Lapatinib (a dual inhibitor of epidermal growth factor receptor [EGFR] tyrosine kinase 1 and 2 [HER2]) in combination with capecitabine has been shown to prolong progression-free survival (PFS), and this combination is indicated for the treatment of patients with advanced or metastatic HER2-positive breast cancer who have received prior therapy including an anthracycline, a taxane, and trastuzumab [18].

Pertuzumab (a HER2-targeting antibody) when combined with trastuzumab and docetaxel as a first-line treatment prolonged overall survival (OS) in patients with HER2-positive metastatic breast cancer [19]. Trastuzumab–maytansine conjugate (TDM-1, a HER2 antibody-drug conjugate) significantly improves PFS in previously treated patients with metastatic HER2-positive breast cancer [20, 21]. Pertuzumab and TDM-1 have been approved as first-line and second-line treatments for use in metastatic breast cancer on June 08, 2012 and February 22, 2013, respectively.

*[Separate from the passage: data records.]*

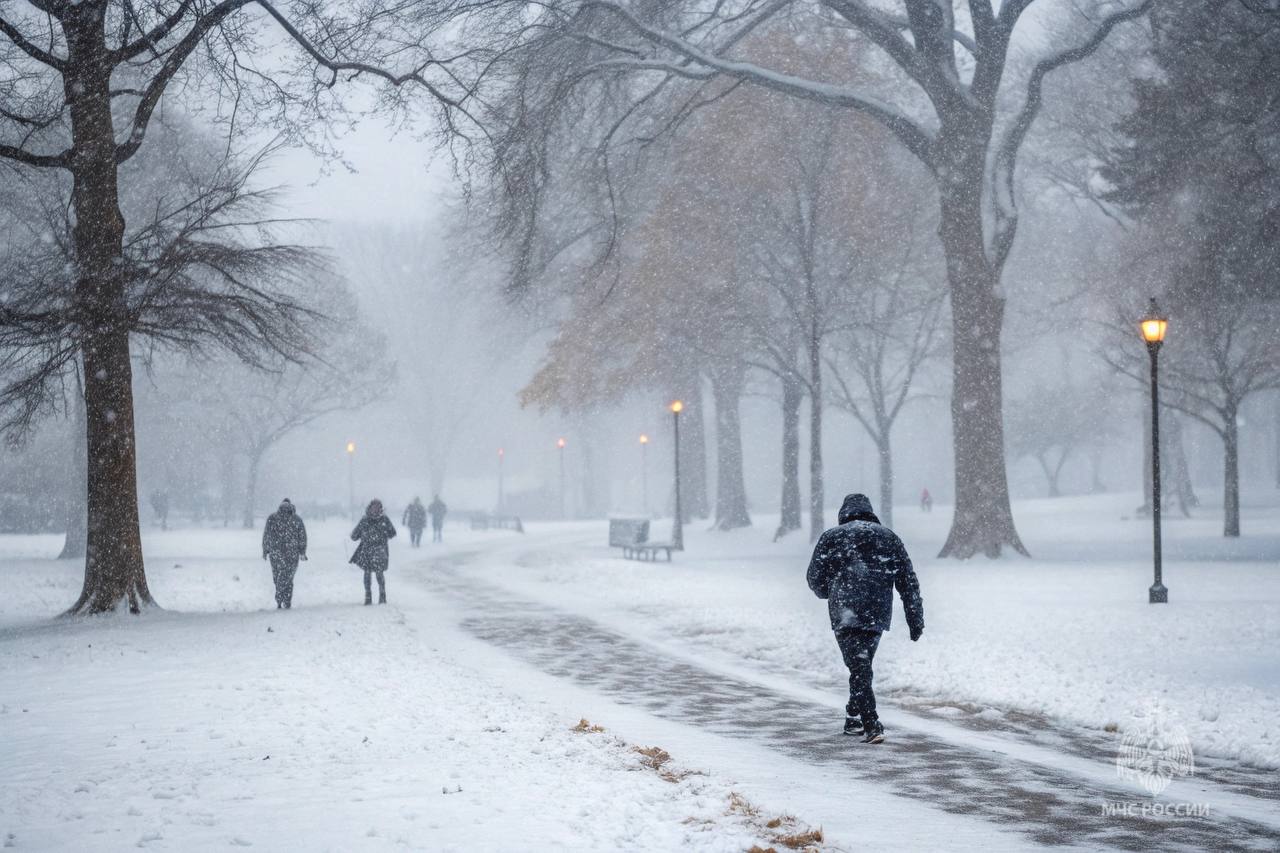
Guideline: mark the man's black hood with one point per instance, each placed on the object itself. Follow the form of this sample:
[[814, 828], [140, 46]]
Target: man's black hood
[[856, 507]]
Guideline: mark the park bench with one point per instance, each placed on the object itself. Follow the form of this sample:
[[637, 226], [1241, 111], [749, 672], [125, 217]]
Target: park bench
[[632, 537], [485, 521]]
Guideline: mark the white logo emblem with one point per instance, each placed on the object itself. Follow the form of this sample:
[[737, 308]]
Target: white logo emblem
[[1155, 753]]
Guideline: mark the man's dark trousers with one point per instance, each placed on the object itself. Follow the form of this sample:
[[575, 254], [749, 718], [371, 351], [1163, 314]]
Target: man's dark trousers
[[282, 573], [858, 648]]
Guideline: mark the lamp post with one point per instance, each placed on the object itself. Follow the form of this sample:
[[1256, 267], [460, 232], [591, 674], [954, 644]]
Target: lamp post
[[502, 455], [644, 474], [351, 478], [1153, 327], [560, 443], [677, 525]]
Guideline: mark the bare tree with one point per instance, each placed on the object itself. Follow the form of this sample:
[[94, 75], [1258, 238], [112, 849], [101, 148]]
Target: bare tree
[[82, 83], [899, 306], [964, 112], [199, 268], [259, 406]]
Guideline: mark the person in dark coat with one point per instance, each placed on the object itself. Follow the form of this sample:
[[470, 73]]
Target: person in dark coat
[[438, 509], [284, 542], [855, 568], [373, 553], [415, 519]]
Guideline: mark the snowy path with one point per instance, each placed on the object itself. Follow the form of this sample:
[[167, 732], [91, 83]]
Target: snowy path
[[1050, 794]]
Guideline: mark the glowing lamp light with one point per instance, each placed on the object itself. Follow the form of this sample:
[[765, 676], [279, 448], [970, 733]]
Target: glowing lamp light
[[1153, 324]]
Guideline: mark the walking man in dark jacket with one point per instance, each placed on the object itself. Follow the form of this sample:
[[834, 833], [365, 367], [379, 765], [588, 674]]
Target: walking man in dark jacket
[[415, 519], [438, 509], [373, 553], [855, 568], [284, 542]]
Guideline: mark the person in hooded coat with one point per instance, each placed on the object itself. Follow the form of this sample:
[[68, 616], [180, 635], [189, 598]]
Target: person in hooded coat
[[373, 553], [415, 519], [284, 542], [855, 566], [438, 509]]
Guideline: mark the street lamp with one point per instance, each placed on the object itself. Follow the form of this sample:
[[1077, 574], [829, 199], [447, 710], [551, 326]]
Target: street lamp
[[502, 455], [1153, 327], [560, 443], [351, 478], [677, 525], [644, 473]]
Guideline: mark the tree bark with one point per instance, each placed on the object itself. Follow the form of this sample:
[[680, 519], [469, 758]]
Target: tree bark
[[76, 543], [693, 448], [983, 520], [731, 510], [885, 451], [1232, 475], [792, 395], [113, 564], [817, 487]]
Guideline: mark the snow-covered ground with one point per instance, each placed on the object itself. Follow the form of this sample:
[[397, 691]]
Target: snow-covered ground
[[1066, 634], [219, 721]]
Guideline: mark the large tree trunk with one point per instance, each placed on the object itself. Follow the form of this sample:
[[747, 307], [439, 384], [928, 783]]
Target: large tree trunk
[[983, 520], [693, 448], [792, 395], [1232, 477], [885, 451], [730, 488], [817, 486], [77, 511], [113, 564]]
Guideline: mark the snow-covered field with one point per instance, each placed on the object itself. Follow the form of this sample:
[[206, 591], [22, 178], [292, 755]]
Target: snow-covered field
[[219, 721], [1066, 634]]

HSP, a family of the molecular chaperones, are a group of proteins that play essential role in the folding of a large number of cellular proteins [22, 23]. HSP90 interacts with a variety of proteins that play important roles in breast cancer including receptor tyrosine kinases such as EGFR and HER2 as well as RAF and AKT [24].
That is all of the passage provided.